Para que sea creado este corazón puro hay que romper antes el viejo, porque con ése, sólo buscamos agradarnos a nosotros mismos, como le sucedía al fariseo: que su corazón no le servía para querer a los demás.
–Convertíos a mí de todo corazón, nos dice el Señor.
Quiere que nos propongamos hacer algunas cosas y que otras las dejemos. No busca un cambio superficial, busca un cambio en el fondo.
Que nos demos cuenta de que todo lo que está al margen de Dios es ceniza.
En la parábola que estaba contando Jesús, el publicano fue el que «bajó justificado a su casa». Lo único que hizo fue pedir perdón: «se golpeaba el pecho diciendo: Oh Dios, ten compasión de mí que soy un pecador» (Lc 18, 13).
Y eso es lo que hacemnos en la Confesión: pedir perdón a Dios, quitando esas cenizas que impiden que nuestro corazón cambie, ame a los demás.
Un famoso periodista cuenta su propia experiencia con la confesión. Estando en Roma, después de tomarse un café se fue San Pedro. No era muy religioso, era comunista aunque bautizado.
Entró en la Basílica y, mientras la veía llegó hasta la capilla de confesionarios.
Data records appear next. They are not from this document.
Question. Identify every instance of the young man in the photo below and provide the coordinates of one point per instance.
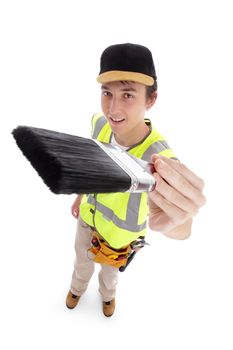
(128, 89)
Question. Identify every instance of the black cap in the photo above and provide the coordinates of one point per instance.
(127, 62)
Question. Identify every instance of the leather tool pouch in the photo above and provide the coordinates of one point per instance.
(104, 254)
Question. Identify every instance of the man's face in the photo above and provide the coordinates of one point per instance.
(124, 105)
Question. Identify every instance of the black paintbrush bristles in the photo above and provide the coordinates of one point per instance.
(70, 164)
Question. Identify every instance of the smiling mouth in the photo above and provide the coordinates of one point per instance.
(116, 120)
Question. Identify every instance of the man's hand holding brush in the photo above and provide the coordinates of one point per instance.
(176, 198)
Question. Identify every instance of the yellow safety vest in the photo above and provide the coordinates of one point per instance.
(120, 218)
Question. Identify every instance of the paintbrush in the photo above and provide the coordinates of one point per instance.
(73, 164)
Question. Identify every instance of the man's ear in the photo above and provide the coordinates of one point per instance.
(151, 101)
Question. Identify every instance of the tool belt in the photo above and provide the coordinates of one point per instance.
(104, 254)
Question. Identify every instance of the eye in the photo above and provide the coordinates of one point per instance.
(106, 93)
(128, 96)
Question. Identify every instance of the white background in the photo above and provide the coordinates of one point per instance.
(176, 294)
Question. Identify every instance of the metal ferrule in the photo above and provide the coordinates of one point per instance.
(139, 171)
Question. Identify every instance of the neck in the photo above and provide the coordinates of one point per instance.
(132, 138)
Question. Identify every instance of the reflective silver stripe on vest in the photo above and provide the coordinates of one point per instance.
(130, 224)
(98, 127)
(156, 147)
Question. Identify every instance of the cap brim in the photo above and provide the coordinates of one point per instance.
(117, 75)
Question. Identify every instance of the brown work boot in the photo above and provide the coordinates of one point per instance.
(72, 300)
(109, 307)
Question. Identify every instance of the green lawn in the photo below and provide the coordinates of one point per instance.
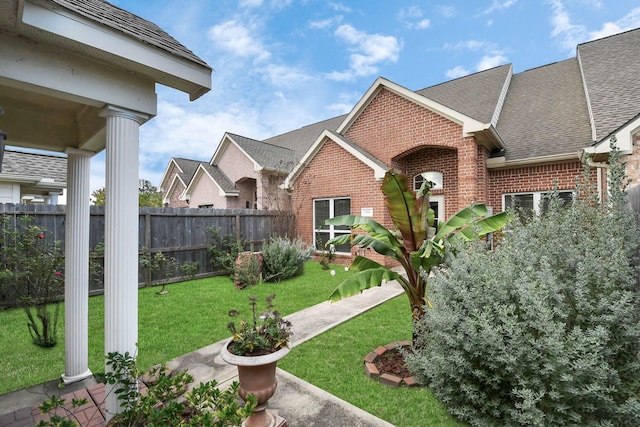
(333, 361)
(191, 316)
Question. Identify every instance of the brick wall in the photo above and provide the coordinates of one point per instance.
(531, 179)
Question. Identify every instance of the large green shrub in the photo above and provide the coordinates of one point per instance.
(545, 331)
(284, 258)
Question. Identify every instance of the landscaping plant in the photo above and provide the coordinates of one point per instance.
(415, 244)
(284, 258)
(263, 333)
(545, 330)
(159, 398)
(31, 273)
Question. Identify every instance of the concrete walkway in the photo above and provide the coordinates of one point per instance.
(298, 402)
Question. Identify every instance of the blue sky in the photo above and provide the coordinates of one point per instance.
(282, 64)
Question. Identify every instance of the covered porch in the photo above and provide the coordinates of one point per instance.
(79, 77)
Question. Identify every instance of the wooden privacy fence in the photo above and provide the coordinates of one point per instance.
(180, 233)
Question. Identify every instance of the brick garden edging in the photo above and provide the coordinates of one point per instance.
(387, 379)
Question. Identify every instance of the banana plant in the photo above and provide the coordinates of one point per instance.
(417, 244)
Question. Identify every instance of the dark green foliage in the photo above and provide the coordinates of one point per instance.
(284, 258)
(247, 270)
(224, 250)
(265, 332)
(32, 275)
(546, 330)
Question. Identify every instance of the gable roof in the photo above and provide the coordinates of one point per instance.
(299, 140)
(126, 22)
(264, 156)
(378, 167)
(34, 167)
(185, 167)
(545, 113)
(479, 95)
(216, 175)
(610, 68)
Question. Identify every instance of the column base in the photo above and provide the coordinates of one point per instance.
(76, 378)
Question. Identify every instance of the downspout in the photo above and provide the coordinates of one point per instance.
(599, 177)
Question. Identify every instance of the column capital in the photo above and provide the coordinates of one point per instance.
(79, 152)
(115, 111)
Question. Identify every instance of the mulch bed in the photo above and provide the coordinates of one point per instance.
(387, 363)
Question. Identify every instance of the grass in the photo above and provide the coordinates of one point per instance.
(191, 316)
(333, 361)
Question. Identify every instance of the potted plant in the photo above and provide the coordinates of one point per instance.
(255, 348)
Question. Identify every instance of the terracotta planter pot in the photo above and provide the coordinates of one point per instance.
(257, 376)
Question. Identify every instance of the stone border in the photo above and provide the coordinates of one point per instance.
(387, 379)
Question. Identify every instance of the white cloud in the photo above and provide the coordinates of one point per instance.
(285, 76)
(369, 50)
(447, 11)
(490, 61)
(627, 22)
(237, 39)
(340, 7)
(249, 4)
(458, 71)
(497, 5)
(413, 18)
(326, 23)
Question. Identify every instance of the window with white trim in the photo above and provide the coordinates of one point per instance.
(324, 209)
(530, 203)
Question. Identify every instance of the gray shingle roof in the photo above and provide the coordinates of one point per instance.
(300, 140)
(188, 167)
(545, 112)
(223, 180)
(610, 67)
(476, 95)
(19, 163)
(126, 22)
(269, 156)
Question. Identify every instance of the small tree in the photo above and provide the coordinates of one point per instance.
(544, 331)
(416, 245)
(32, 267)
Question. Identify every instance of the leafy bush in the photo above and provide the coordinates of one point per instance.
(284, 258)
(546, 330)
(224, 250)
(167, 400)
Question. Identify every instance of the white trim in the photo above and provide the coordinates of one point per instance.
(378, 171)
(469, 125)
(169, 69)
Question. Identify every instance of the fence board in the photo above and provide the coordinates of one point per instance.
(180, 233)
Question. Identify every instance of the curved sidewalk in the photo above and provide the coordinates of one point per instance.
(300, 403)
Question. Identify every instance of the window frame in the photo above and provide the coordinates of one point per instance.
(332, 230)
(537, 198)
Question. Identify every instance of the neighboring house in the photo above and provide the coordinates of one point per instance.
(494, 137)
(28, 177)
(243, 173)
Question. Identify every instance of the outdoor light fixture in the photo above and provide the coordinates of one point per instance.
(3, 137)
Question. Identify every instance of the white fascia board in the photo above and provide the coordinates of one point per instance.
(469, 125)
(77, 28)
(378, 171)
(44, 69)
(165, 175)
(501, 162)
(624, 139)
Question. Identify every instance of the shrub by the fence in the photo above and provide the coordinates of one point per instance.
(284, 258)
(546, 330)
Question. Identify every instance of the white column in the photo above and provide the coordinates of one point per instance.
(76, 290)
(121, 237)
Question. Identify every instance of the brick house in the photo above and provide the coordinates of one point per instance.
(244, 173)
(494, 137)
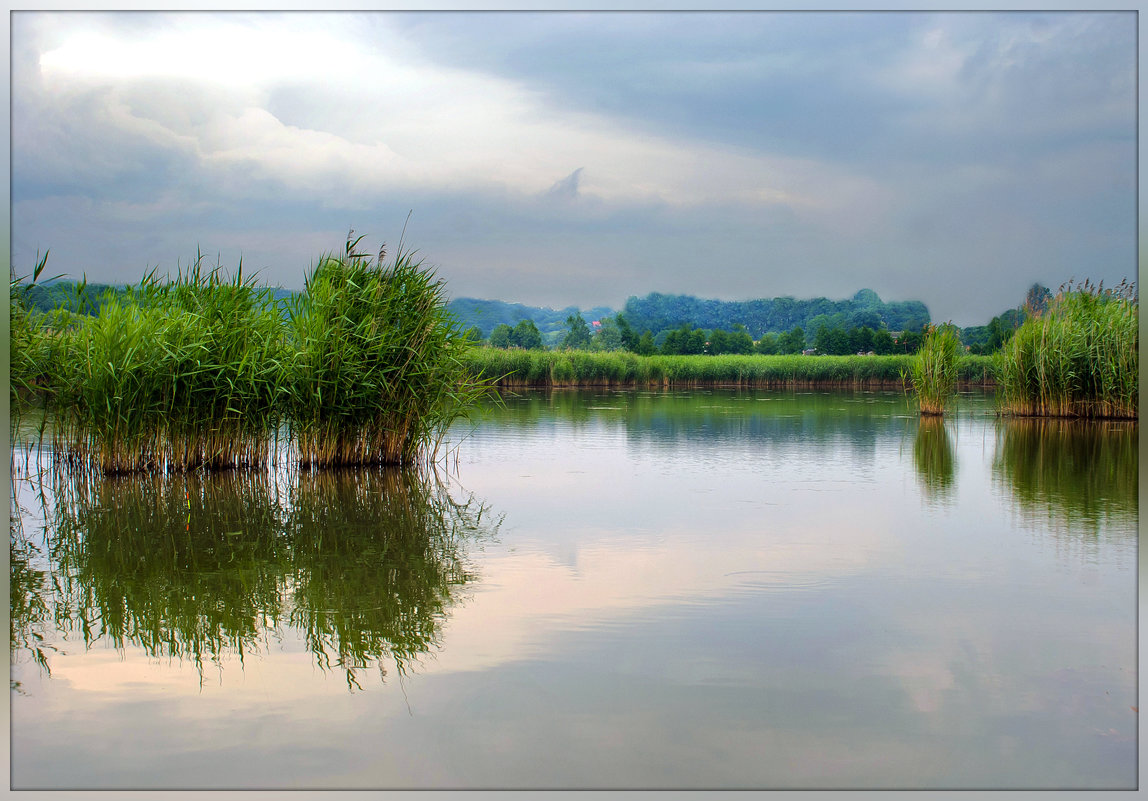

El mismo nos cuenta lo que ocurrió: «Me coloqué a una cierta distancia delante de la caja –se refería a confesionario– y esperé hasta que la joven que estaba delante de mí acabara con su historia.
»Estaba arrodillada en la cabina semiabierta; parecía hablar sin fin. De repente se podía ver como le corrían lágrimas a borbotones.
»Me sentí un poco incómodo con esta escena; miré esforzado hacia alguna estatua y estaba a punto de irme, cuando el confesor me llamó desde la cabina. Yo sólo vi el brazo extendido y un dedo que me llamaba. Ya no había posibilidad de escapar, y me lancé a algo que me parecía ridículo.
»El sacerdote me hizo algunas preguntas y al final, me dio un consejo que dio justo en el clavo, como una flecha en un punto minúsculo de una diana minúscula».
Aquel encuentro con el Señor en la confesión -aunque fue un poco forzado- cambió el corazón del periodista. Porque Dios, a quien se le acerca arrepentido, le da un corazón nuevo y un espíritu nuevo: quitaré de su carne el corazón de piedra y les daré un corazón de carne, para que caminen según mis preceptos (Ez 11, 19–20).
Cuanto más cuidemos nuestras confesiones, más frecuente serán nuestras conversiones, porque más dejaremos actuar al Señor en nosotros.
La conversión primera, quizá puede ser espectacular, pero tan importantes o más son las pequeñas conversiones que experimentamos en la confesión semanal.
Si queremos conversiones, confesiones. Cuidar la confesión es hacerla con calma, pero sobre todo es hacerla frecuentemente: la peor confesión es la que no se hizo con sinceridad, y después, la peor confesión es la que no se hizo por pereza.
«Muchas conversiones (…) han sido precedidas de una encuentro con María… Nuestra Señora ha activado las inquietudes del alma, ha hecho aspirar a un cambio, a una nueva vida» (San Josemaría, Es Cristo que pasa, 149).
María es nuestra enfermera, el amor que le tenemos hace de anestesia, para que el trasplante de corazón cueste menos.